When carrying out a measurement, the data of a detected contour 15 can be derived from the position data of the traversing device 8 or from the contour computing unit 7 , as indicated. It is also possible for a measurement to display the detected contour 15 of a measurement object on an image display device 9 . For this purpose, it is only necessary to advise the output signals of the optoelectronic sensor 1 via a mixer 11, the image display device 9 , e.g. B. a monitor. This monitor can e.g. B. also current evaluation states such. B. detected edge positions or directions, fade in, for which a symbol generator 10 is provided, which supplies its data to the mixing stage controlled by the address generator 3 .

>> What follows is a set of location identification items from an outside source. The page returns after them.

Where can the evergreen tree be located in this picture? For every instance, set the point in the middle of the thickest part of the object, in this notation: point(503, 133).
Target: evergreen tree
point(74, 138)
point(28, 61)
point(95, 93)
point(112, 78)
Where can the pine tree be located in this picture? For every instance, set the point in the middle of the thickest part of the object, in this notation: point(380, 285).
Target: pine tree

As is apparent from the schematic illustration of FIG. 2, it is possible with the inventive measuring arrangement for detecting projection of arbitrary objects 16. The sensor field of view 17 of the sensor 1 is directed to the contour 15 of the object and tracked that the contour 15 is always in the middle of the sensor field of view 17 . The control of the movement device 8 can take place in two mutually perpendicular directions (x, y) , as indicated by the axis cross. The sensor field of view does not need to have the square shape shown, but can have any other suitable shape. The search, detection and subsequent driving of the sensor 1 along the contour of an object takes place automatically, as already mentioned. In the event that the object to be measured has an opening or an interruption within the projection surface, it is necessary to manually move the sensor until it detects the opening contour. The image display device, which allows the manual process to be monitored, is also used for this purpose. The calculation of the breakthrough or its data is then carried out in the manner previously described.

Claims (6)

1.Measuring arrangement for determining projection surfaces of two- and / or three-dimensional objects with an optoelectronic sensor which detects the contour of the projection surface, the output signals of which are digitized in electronic switching stages and processed for contour determination, characterized in that the output signals of the optoelectronic sensor ( 1 ) are fed to an amplitude discriminator ( 2 ), the digitized output signals of which are fed to a data memory ( 4 ) which can be addressed by an address generator ( 3 ), that the data of the data memory ( 4 ) both a digital focusing unit ( 5 ) for controlling sensor optics ( 12 ) for an automatic focusing of the sensor field of view ( 17 ) on the distance of the respective contour point as well as via an image information adapter ( 6 ) to a contour computing unit ( 7 ), the output signals of which drive a displacement device ( 8 ) which controls the optoelectronic sensor ( 1 ) automatically follows the contour ( 15 ) and the projection surface of the object ( 16 ) can be determined from its position data. 2. Measuring arrangement according to claim 1, characterized in that the sensor field of view ( 17 ) is centered on the contour ( 15 ) of the projection surface and that the optoelectronic sensor ( 1 ) in two perpendicular directions (x, y) to the sensor direction with the traversing device ( 8 ) is tracked. 3. Measuring arrangement according to one of claims 1 to 2, characterized in that the amplitude discriminator ( 2 ) as a multi-stage analog-digital converter is formed. 4. Measuring arrangement according to one of claims 1 to 3, characterized in that the image information adapter ( 6 ) can be controlled by input commands for specifying optimally adapted data for the downstream contour computing unit ( 7 ). 5. Measuring arrangement according to one of claims 1 to 4, characterized in that the output signal of the optoelectronic sensor ( 1 ) is fed via a mixing stage ( 11 ) to an image display device ( 9 ) for direct observation. 6. Measuring arrangement according to claim 5, characterized in that the mixing stage ( 11 ) by the address generator ( 3 ) addressable Symbolge generator ( 10 ) for displaying symbols on the image display device ( 9 ) is assigned.